Ryan Murphy Has Somehow Managed To Nab The Biggest Star In The World For The Next “American Horror Story”
Alternate title: Dame Joan Collins To Save “American Horror Story”!!
The following so-called famous people have been in past seasons of American Horror Story: Jessica Lange, Connie Britton, Angela Bassett, Kathy Bates, Joseph Fiennes, Sarah Paulson, Matt Bomer, Lady Gaga, James Cromwell, Cuba Gooding Jr., Frances Conroy, Emma Roberts, and Michael Chiklis. But AHS could never say that it was filled with blinding star power until now.
The Hollywood Reporter did a big profile on Ryan Murphy’s $300 million Netflix deal, and he dropped a few little nuggets.
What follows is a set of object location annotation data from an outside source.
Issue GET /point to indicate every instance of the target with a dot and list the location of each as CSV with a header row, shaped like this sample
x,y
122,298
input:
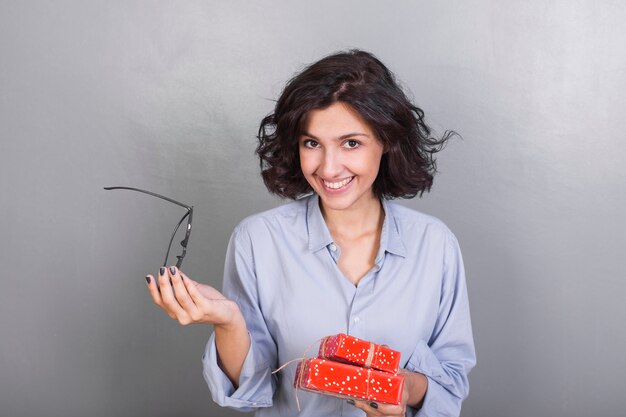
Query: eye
x,y
351,144
310,143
He’s thinking of doing a Barbra Streisand/Lady Gaga variety show (no, thank you), he’s contemplating a wellness show (another “no thanks” to GOOP TV), says that American Crime Story: Katrina is still in the works, and that an ACS season of the Monica Lewinsky/Clinton scandal has been canceled. (Ryan doesn’t think it’s his place to tell Monica’s story, and will only do it if she’s a producer and will get money out of it.) Buried in Ryan’s THR profile is a stage 10 bombshell: Dame Joan Collins is going to be in the next season of American Horror Story. THR probably buried the lede, because if they put it in the headline, their site would’ve crashed.
Ryan Murphy didn’t say much about Alexis Morell Carrington Colby Dexter Rowan being in the 8th season of AHS. He only said that they’re “throwing in Joan Collins” and also talking to Angelica Huston. Never mind that Ryan was being so casually gauche with that “throwing in Joan Collins” shit (you don’t throw Joan Collins, she throws you), her rep tells The Wrap that they’re only in talks and nothing is final yet.
“The fact of the matter is right now they are still in negotiations and I don’t know what more I could say to that.”
My guess is that Ryan is being cheap by only giving up 95% of his Netflix money for Dame Joan to appear on AHS when she clearly deserves 100%!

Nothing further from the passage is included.